Critique film
Publié le 18/06/2018 à 13h58 par Kévin Aubin
La Douleur
5 /10

Juin 1944, la France est toujours sous l’Occupation allemande. L’écrivain Robert Antelme, figure majeure de la Résistance, est arrêté et déporté. Sa jeune épouse Marguerite, écrivain et résistante, est tiraillée par l'angoisse de ne pas avoir de ses nouvelles et sa liaison secrète avec son camarade Dyonis. Elle rencontre un agent français de la Gestapo, Rabier, et, prête à tout pour retrouver son mari, se met à l’épreuve d’une relation ambiguë avec cet homme trouble, seul à pouvoir l’aider. La fin de la guerre et le retour des camps annoncent à Marguerite le début d’une insoutenable attente, une agonie lente et silencieuse au milieu du chaos de la Libération de Paris.

Emmanuel Finkiel commence sa carrière en tant qu'assistant-réalisateur, ce qui lui permet d'apprendre auprès de grands noms du cinéma comme Jean-Luc Godard et Bertrand Tavernier. En 1995, il passe derrière la caméra et réalise un court-métrage, Madame Jacques sur la Croisette. Ce court est primé dans de nombreux festivals, et en 1999 il réalise son premier long, Voyages. Ce premier film lui vaut également de nombreuses récompenses. Parallèlement à sa carrière de réalisateur, il est occasionnellement acteur.

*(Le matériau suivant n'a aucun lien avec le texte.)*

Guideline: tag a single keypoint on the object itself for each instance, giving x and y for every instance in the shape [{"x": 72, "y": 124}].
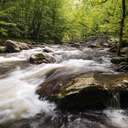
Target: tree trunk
[{"x": 121, "y": 27}]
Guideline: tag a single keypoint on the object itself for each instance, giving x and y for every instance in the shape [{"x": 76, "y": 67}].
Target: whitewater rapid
[{"x": 18, "y": 99}]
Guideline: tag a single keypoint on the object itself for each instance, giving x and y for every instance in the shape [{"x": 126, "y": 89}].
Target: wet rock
[
  {"x": 124, "y": 50},
  {"x": 79, "y": 93},
  {"x": 13, "y": 46},
  {"x": 41, "y": 58},
  {"x": 113, "y": 49},
  {"x": 118, "y": 60},
  {"x": 47, "y": 50},
  {"x": 99, "y": 42},
  {"x": 92, "y": 97},
  {"x": 122, "y": 68},
  {"x": 3, "y": 49}
]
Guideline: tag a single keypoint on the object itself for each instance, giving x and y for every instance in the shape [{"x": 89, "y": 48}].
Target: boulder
[
  {"x": 79, "y": 93},
  {"x": 2, "y": 49},
  {"x": 124, "y": 50},
  {"x": 41, "y": 58},
  {"x": 13, "y": 46},
  {"x": 118, "y": 60}
]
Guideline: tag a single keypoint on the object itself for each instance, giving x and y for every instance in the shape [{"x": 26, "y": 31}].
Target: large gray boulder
[
  {"x": 13, "y": 46},
  {"x": 3, "y": 49},
  {"x": 41, "y": 58}
]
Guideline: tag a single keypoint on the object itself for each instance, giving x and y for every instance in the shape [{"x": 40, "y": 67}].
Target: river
[{"x": 20, "y": 106}]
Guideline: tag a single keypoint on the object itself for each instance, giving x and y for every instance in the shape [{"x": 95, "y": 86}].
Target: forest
[
  {"x": 63, "y": 63},
  {"x": 57, "y": 20}
]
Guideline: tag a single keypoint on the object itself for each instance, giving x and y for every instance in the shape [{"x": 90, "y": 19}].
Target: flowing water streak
[{"x": 17, "y": 91}]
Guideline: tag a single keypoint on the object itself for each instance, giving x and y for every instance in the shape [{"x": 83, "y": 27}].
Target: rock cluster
[
  {"x": 12, "y": 46},
  {"x": 82, "y": 92},
  {"x": 41, "y": 58}
]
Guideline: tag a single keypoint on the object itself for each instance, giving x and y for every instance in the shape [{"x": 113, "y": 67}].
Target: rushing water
[{"x": 19, "y": 81}]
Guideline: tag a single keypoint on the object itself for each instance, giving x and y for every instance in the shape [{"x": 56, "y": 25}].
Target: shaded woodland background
[{"x": 57, "y": 20}]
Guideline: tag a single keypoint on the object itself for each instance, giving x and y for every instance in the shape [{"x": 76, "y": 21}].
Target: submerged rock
[
  {"x": 79, "y": 93},
  {"x": 41, "y": 58},
  {"x": 13, "y": 46},
  {"x": 3, "y": 49}
]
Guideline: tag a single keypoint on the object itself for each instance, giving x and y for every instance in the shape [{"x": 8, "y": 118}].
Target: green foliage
[{"x": 56, "y": 20}]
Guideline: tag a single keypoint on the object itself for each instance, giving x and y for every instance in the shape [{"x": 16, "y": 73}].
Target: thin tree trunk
[{"x": 121, "y": 27}]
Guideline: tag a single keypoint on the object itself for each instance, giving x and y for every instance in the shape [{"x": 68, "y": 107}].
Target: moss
[{"x": 40, "y": 55}]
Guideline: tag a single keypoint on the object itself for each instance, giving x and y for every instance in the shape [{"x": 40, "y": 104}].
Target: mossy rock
[
  {"x": 3, "y": 49},
  {"x": 41, "y": 58}
]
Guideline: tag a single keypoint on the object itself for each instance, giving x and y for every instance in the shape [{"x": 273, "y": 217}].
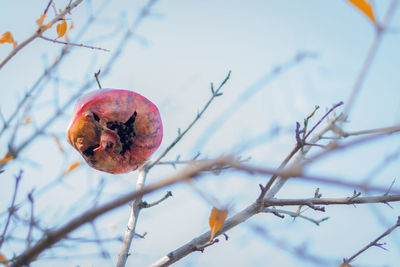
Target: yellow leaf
[
  {"x": 216, "y": 220},
  {"x": 365, "y": 7},
  {"x": 40, "y": 22},
  {"x": 3, "y": 260},
  {"x": 61, "y": 29},
  {"x": 7, "y": 38},
  {"x": 8, "y": 157},
  {"x": 58, "y": 143},
  {"x": 72, "y": 167}
]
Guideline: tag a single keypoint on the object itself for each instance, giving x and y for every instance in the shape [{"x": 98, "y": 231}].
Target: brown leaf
[
  {"x": 61, "y": 29},
  {"x": 40, "y": 22},
  {"x": 216, "y": 220},
  {"x": 365, "y": 7},
  {"x": 3, "y": 260},
  {"x": 7, "y": 38}
]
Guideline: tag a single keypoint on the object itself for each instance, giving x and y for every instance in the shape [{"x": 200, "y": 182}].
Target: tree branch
[{"x": 53, "y": 236}]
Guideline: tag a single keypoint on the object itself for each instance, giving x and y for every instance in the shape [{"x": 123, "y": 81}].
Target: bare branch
[
  {"x": 39, "y": 32},
  {"x": 55, "y": 236},
  {"x": 72, "y": 44},
  {"x": 133, "y": 218},
  {"x": 374, "y": 242},
  {"x": 145, "y": 205},
  {"x": 215, "y": 93},
  {"x": 12, "y": 209}
]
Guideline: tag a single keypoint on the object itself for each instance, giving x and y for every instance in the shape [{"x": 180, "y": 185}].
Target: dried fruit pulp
[{"x": 115, "y": 131}]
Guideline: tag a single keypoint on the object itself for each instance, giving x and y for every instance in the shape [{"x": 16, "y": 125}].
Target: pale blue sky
[{"x": 180, "y": 50}]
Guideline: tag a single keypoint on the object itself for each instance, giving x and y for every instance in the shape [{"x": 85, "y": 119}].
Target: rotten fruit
[{"x": 115, "y": 131}]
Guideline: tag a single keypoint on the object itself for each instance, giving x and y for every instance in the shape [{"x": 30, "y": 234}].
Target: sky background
[{"x": 178, "y": 51}]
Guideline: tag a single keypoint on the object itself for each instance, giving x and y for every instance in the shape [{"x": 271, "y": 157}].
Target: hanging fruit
[{"x": 115, "y": 131}]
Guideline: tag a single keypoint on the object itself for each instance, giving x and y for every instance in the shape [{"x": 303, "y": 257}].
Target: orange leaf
[
  {"x": 3, "y": 260},
  {"x": 58, "y": 143},
  {"x": 216, "y": 220},
  {"x": 40, "y": 22},
  {"x": 8, "y": 157},
  {"x": 72, "y": 167},
  {"x": 7, "y": 38},
  {"x": 61, "y": 29},
  {"x": 365, "y": 7}
]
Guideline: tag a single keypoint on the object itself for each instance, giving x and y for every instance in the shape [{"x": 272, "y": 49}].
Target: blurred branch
[
  {"x": 374, "y": 243},
  {"x": 370, "y": 57},
  {"x": 214, "y": 93},
  {"x": 73, "y": 44},
  {"x": 275, "y": 72},
  {"x": 279, "y": 213},
  {"x": 299, "y": 146},
  {"x": 53, "y": 236},
  {"x": 332, "y": 201},
  {"x": 39, "y": 32},
  {"x": 133, "y": 217},
  {"x": 137, "y": 205},
  {"x": 14, "y": 151},
  {"x": 12, "y": 209}
]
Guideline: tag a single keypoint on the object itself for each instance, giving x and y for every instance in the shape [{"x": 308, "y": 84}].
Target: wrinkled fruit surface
[{"x": 115, "y": 131}]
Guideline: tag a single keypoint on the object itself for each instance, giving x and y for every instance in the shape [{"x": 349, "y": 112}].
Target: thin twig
[
  {"x": 38, "y": 33},
  {"x": 73, "y": 44},
  {"x": 31, "y": 220},
  {"x": 215, "y": 93},
  {"x": 295, "y": 215},
  {"x": 133, "y": 218},
  {"x": 145, "y": 205},
  {"x": 12, "y": 209},
  {"x": 96, "y": 76},
  {"x": 299, "y": 146},
  {"x": 53, "y": 236}
]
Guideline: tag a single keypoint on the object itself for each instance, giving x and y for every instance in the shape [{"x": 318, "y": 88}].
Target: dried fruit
[{"x": 115, "y": 131}]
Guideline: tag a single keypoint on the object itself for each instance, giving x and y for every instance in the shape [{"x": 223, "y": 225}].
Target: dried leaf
[
  {"x": 7, "y": 38},
  {"x": 365, "y": 7},
  {"x": 61, "y": 29},
  {"x": 3, "y": 260},
  {"x": 216, "y": 220},
  {"x": 72, "y": 167},
  {"x": 58, "y": 143},
  {"x": 40, "y": 22},
  {"x": 8, "y": 157}
]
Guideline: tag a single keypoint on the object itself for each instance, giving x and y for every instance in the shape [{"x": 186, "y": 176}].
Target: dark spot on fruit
[
  {"x": 96, "y": 117},
  {"x": 89, "y": 151},
  {"x": 125, "y": 131}
]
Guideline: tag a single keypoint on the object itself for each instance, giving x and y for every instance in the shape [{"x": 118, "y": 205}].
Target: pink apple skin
[{"x": 115, "y": 131}]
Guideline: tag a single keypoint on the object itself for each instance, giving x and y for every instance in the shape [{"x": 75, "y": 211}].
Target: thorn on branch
[
  {"x": 354, "y": 196},
  {"x": 145, "y": 205}
]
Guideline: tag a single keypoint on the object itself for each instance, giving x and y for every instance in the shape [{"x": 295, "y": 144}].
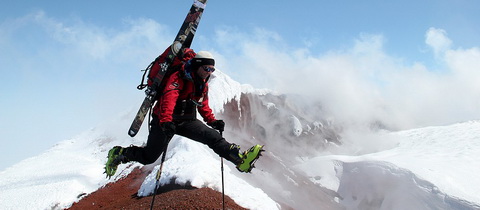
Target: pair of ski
[{"x": 183, "y": 40}]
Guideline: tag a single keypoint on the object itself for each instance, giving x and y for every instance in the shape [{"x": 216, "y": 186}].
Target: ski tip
[{"x": 132, "y": 133}]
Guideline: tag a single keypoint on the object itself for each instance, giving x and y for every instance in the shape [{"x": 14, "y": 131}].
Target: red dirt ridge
[{"x": 123, "y": 195}]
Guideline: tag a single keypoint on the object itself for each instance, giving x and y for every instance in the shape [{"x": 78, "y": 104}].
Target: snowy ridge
[
  {"x": 425, "y": 168},
  {"x": 430, "y": 168}
]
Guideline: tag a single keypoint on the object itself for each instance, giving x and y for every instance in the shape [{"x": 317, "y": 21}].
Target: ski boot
[
  {"x": 249, "y": 158},
  {"x": 116, "y": 155}
]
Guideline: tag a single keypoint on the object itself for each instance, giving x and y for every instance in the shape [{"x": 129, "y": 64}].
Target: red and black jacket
[{"x": 182, "y": 97}]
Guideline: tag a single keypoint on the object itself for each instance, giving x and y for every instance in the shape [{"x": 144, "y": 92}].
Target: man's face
[{"x": 205, "y": 71}]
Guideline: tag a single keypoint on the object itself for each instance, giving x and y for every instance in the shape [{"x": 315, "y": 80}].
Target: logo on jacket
[{"x": 173, "y": 85}]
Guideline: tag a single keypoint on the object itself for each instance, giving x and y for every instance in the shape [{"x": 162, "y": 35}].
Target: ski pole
[
  {"x": 159, "y": 172},
  {"x": 221, "y": 167}
]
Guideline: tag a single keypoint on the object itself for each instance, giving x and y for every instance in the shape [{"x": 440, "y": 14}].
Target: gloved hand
[
  {"x": 217, "y": 125},
  {"x": 168, "y": 128}
]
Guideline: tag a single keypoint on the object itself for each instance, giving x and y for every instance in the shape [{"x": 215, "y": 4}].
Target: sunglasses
[{"x": 208, "y": 69}]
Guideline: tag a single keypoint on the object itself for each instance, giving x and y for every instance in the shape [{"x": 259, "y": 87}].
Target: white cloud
[
  {"x": 437, "y": 39},
  {"x": 363, "y": 83}
]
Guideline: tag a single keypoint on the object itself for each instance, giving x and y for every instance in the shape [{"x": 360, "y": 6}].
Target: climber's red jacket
[{"x": 179, "y": 102}]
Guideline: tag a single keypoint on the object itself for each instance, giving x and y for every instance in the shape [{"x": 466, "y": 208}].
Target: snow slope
[
  {"x": 426, "y": 168},
  {"x": 429, "y": 168}
]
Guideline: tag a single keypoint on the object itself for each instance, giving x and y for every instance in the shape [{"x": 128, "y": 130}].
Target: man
[{"x": 185, "y": 92}]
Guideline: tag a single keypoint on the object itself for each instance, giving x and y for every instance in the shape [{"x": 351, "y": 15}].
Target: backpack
[{"x": 155, "y": 67}]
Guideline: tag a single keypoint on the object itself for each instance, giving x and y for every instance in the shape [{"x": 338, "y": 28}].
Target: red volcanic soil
[{"x": 122, "y": 195}]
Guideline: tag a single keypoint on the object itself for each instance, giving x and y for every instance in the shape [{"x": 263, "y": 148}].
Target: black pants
[{"x": 192, "y": 129}]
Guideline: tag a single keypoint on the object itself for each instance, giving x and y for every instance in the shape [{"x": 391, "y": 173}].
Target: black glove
[
  {"x": 168, "y": 128},
  {"x": 217, "y": 125}
]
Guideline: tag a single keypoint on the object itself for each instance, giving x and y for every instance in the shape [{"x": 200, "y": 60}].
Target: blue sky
[{"x": 69, "y": 65}]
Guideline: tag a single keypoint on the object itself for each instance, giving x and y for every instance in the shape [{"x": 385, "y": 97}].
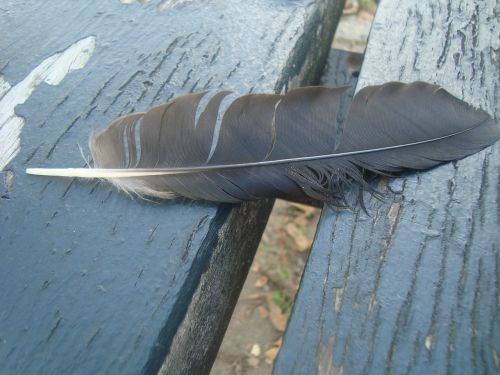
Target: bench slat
[
  {"x": 414, "y": 287},
  {"x": 92, "y": 281}
]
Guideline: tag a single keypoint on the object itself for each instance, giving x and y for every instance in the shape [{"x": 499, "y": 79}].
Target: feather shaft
[{"x": 261, "y": 145}]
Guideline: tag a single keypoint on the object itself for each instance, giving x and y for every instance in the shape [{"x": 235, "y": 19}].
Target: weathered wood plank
[
  {"x": 413, "y": 288},
  {"x": 92, "y": 281}
]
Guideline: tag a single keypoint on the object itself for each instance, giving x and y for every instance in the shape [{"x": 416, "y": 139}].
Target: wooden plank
[
  {"x": 93, "y": 281},
  {"x": 413, "y": 288}
]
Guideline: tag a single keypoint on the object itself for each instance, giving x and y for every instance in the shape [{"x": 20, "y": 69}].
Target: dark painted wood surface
[
  {"x": 413, "y": 288},
  {"x": 93, "y": 281}
]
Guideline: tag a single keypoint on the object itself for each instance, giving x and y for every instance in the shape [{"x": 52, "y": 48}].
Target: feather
[{"x": 305, "y": 142}]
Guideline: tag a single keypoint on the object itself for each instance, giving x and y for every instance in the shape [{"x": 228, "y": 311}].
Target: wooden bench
[
  {"x": 92, "y": 281},
  {"x": 413, "y": 288}
]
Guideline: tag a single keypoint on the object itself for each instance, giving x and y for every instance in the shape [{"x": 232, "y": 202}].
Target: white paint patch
[
  {"x": 224, "y": 105},
  {"x": 4, "y": 86},
  {"x": 133, "y": 1},
  {"x": 51, "y": 71}
]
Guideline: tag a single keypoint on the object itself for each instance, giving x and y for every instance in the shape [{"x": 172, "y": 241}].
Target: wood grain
[{"x": 413, "y": 288}]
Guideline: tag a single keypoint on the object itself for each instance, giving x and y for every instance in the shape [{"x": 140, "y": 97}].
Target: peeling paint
[
  {"x": 51, "y": 71},
  {"x": 168, "y": 4}
]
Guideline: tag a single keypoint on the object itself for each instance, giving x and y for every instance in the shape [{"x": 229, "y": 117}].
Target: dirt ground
[{"x": 254, "y": 335}]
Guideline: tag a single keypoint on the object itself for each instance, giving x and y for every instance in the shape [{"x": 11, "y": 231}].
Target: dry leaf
[
  {"x": 255, "y": 267},
  {"x": 253, "y": 362},
  {"x": 263, "y": 312},
  {"x": 261, "y": 281}
]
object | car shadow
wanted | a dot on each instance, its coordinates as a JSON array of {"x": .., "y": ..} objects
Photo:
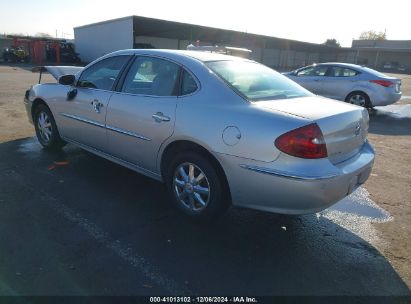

En 2018, il revient avec sa cinquième réalisation, le drame La douleur, libre adaptation du texte autobiographique de l'écrivaine Marguerite Duras. Adapter une telle œuvre au cinéma n'était pas chose aisée. Si le film est fidèle au matériau d'origine, peut-être eusse-t-il fallu que le réalisateur s'en émancipe quelque peu. Avec un récit abrupt et déconstruit sur la douleur de l'absence, le film est une lente et longue plongée avec Marguerite Duras. Le spectateur y est attaché dès les premiers instants pour ne plus la quitter. Ainsi, tel un livre ouvert, cette femme nous raconte son agonie suite à l'absence de l'être-aimé. Très fort psychologiquement, on ne peut qu'être saisi par la douleur vécue de l'écrivaine qui transparaît dans chaque scène. Des scènes qui même fortes émotionnellement s'enchaînent de façon monotone et monocorde. L'histoire n'a aucun enjeu si ce n'est celui de montrer la douleur de son personnage principal. Alors certes c'est bien évidemment tout le propos du film mais sur deux heures de temps cela finit par lasser. Surtout que d'autres enjeux tentent tant bien que mal d'exister notamment les relations que Marguerite entretient avec deux hommes diamétralement opposés. Mais au final, ces enjeux n'apportent pas grand-chose puisqu'ils ne sont que prétexte à faire avancer l'histoire. Une histoire qui peine à se renouveler et qui tourne vite en rond. Résultat, le spectateur n'arrive jamais vraiment à s'immiscer dans cette histoire et reste en retrait. L'ennui est malheureusement au rendez-vous.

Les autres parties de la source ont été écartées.